This is our summary data table which I'll walk you through.
And it tells the information about everything we learned
in response, in our evaluations in these four contexts.
So, in the first column, we have the country in which we responded.
And in the second column, we have the household water treatment and safe storage
products that were distributed by any NGO that we were able to find and evaluate.
So, I want to highlight that none of these products that we
select or pre-select, we just evaluated
what other people had already, independently, distributed.
So in Nepal, a local NGO was living in the community and they
rented houses in the community and they received
chlorination products, tablets and two types of liquid.
They received these chlorination products from UNICEF and they distributed them
on a continuous basis, so for example, if you ran out
of Aquatabs, you can go back and two weeks later then,
you might get WaterGuard because that's what UNICEF had sent that week.
They distributed this on a continuous basis,
with training and ongoing training for the users.
And this was in the context of cholera.
Now, in Indonesia, the distribution was different.
These products, which were AirRahmat, a liquid chlorine product and
a tablet chlorine product were both distributed in NFI kits.
These are non food item kits.
They're a box that may have a stove, and a blanket, and
a tent, and some pots and pans, and some crayons for your kids.
And these NFI kits come with no training.
They're just distributed as a box.
Now, boiling was not promoted in Indonesia by any NGO,
but was widely used by the population because of previous training.
And so, we included it in our evaluation.
In Turkana, it was the same type of situation.
Aquatabs and PuR were included in an NFI kit distribution.
And people received a 30 minute training the day the NFI kits were distributed, on
how to use the products and that was all the training or follow-up they received.
In Haiti, there were quite different, modes of distribution.
Aquatabs were distributed in NFI kits within spontaneous
settlements, places where, where internally displaced people settled.
But they were also distributed in a separate
program that had existed in Haiti before the emergency,
through community health workers in a distributed network
of 200 community health workers in a rural area.
And those community health workers visited people's homes,
and provided ongoing education and access to the Aquatabs.
In both cases for the filters, and this is the first
time we see filters, we saw ceramic filters distributed in Haiti.
Those were flown in from the Dominican Republic, and
they were distributed with one training to the household.
And then Biosand filters were distributed over a
wide area through a network of priests, and
a few households in each
of the priests' network areas received Biosand filters.
What I'd like to point out here, of the products that were
distributed in these emergencies, they're primarily
chlorination products, and that has to
do with the fact that chlorination products were warehoused in the country
beforehand, and are quite small and easy to distribute in the emergency context.
Additionally, the only products of any distributed in the emergencies, we
saw, and this is within the first eight weeks of onset,
that were not available in country warehouse before the emergency, were
ceramic filters in Haiti and some of the Aquatabs in Haiti.
Every other product was stored in a warehouse prior to the emergency
when it was used, then, to respond to an acute emergency situation.
So now, I'd like to walk you through the next three columns, to show you our data.
So, in Nepal, essentially, what we see is 30% of people reported
using the chlorination products in their stored household drinking water.

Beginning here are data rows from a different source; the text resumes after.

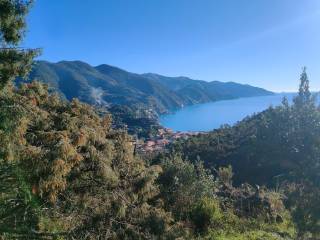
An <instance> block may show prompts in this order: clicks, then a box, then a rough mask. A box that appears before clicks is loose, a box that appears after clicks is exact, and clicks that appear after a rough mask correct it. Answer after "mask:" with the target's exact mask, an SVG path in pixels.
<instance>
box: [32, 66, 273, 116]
mask: <svg viewBox="0 0 320 240" xmlns="http://www.w3.org/2000/svg"><path fill="white" fill-rule="evenodd" d="M30 79H37V80H39V81H41V82H44V83H47V84H49V85H50V86H51V87H52V88H54V89H56V90H58V91H59V92H60V93H62V95H63V96H64V97H66V98H67V99H69V100H71V99H72V98H79V99H80V100H81V101H85V102H87V103H90V104H98V105H101V104H102V105H109V104H118V105H127V106H130V107H140V108H141V107H144V108H147V109H149V108H151V109H152V110H154V111H156V112H157V113H164V112H168V111H173V110H176V109H179V108H181V107H183V106H186V105H192V104H196V103H204V102H209V101H217V100H223V99H233V98H238V97H252V96H262V95H270V94H272V93H271V92H269V91H266V90H264V89H261V88H257V87H252V86H249V85H242V84H238V83H223V82H218V81H213V82H205V81H199V80H192V79H189V78H186V77H177V78H170V77H164V76H160V75H156V74H135V73H130V72H127V71H125V70H122V69H119V68H116V67H112V66H109V65H106V64H104V65H99V66H96V67H92V66H90V65H89V64H87V63H84V62H80V61H62V62H58V63H49V62H45V61H38V62H36V64H35V65H34V68H33V70H32V71H31V73H30Z"/></svg>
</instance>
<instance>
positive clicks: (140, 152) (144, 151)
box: [135, 128, 205, 153]
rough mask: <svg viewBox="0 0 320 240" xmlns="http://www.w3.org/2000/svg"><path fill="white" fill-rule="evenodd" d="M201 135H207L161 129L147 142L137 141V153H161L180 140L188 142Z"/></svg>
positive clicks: (147, 140)
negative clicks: (186, 139)
mask: <svg viewBox="0 0 320 240" xmlns="http://www.w3.org/2000/svg"><path fill="white" fill-rule="evenodd" d="M199 134H205V132H180V131H177V132H175V131H173V130H172V129H170V128H160V129H158V133H157V134H156V135H155V136H153V137H151V138H149V139H145V140H137V141H136V142H135V146H136V151H137V152H139V153H155V152H161V151H163V150H164V149H165V147H166V146H167V145H169V144H170V143H173V142H174V141H177V140H179V139H183V140H186V139H188V138H189V137H192V136H196V135H199Z"/></svg>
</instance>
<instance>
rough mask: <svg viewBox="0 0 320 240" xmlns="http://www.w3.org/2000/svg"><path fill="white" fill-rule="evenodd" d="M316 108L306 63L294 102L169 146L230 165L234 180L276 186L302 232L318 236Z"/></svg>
mask: <svg viewBox="0 0 320 240" xmlns="http://www.w3.org/2000/svg"><path fill="white" fill-rule="evenodd" d="M319 144H320V108H319V106H318V105H317V104H316V99H315V96H313V95H312V94H311V93H310V91H309V80H308V77H307V74H306V70H305V69H304V71H303V73H302V74H301V78H300V87H299V94H298V96H297V97H295V99H294V101H293V104H289V103H288V101H287V99H284V100H283V103H282V105H281V106H279V107H270V108H269V109H267V110H266V111H264V112H262V113H259V114H257V115H254V116H252V117H248V118H246V119H244V120H243V121H241V122H239V123H238V124H236V125H235V126H234V127H230V126H224V127H222V128H221V129H219V130H216V131H213V132H211V133H209V134H207V135H202V136H198V137H193V138H190V139H188V140H187V141H183V142H179V143H176V144H175V145H174V146H172V151H173V152H178V153H180V154H182V156H183V157H184V158H189V159H197V158H200V159H201V160H202V161H204V164H205V166H206V167H208V168H210V169H212V170H213V171H214V170H215V169H216V168H219V167H221V166H228V165H231V166H232V167H233V169H234V172H235V177H234V180H235V183H236V185H240V184H242V183H245V182H249V183H251V184H258V185H266V186H269V187H273V188H276V189H278V191H279V192H282V193H283V194H285V195H286V196H287V198H286V205H287V207H288V209H290V210H291V211H292V214H293V217H294V220H295V222H296V224H297V226H298V227H299V230H300V234H301V235H306V234H311V235H312V236H313V237H318V238H319V237H320V236H319V233H320V208H319V204H318V203H319V199H320V174H319V173H320V147H319V146H320V145H319Z"/></svg>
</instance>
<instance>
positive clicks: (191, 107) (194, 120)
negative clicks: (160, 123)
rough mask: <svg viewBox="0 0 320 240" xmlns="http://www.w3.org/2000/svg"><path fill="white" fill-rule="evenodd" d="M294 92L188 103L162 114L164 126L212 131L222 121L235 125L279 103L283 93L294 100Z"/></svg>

And that's because we can't divide this up by product really
because you might have received Aquatabs two weeks ago and WaterGuard yesterday.
So, we're going to lump the stage together and show that
about 30% of the households reported they were using the chlorine.
Now, about 65% of those households actually had free chlorine residual in
their drinking water, when we did
an unannounced household survey.
Which means, really, in total, about 65% of 30%, which is about
eighteenish percent of the population, roughly a fifth, had free chlorine
residual in their drinking water, from the products that were distributed.
We weren't able to test microbiological indicators in this context
because we didn't have access to any electricity at all.
And so, we simply left free chlorine residual as the outcome of interest.
And that's the confirmed use, as the presence of free chlorine residual,
and effective use is improvement of water quality as measured by E. coli.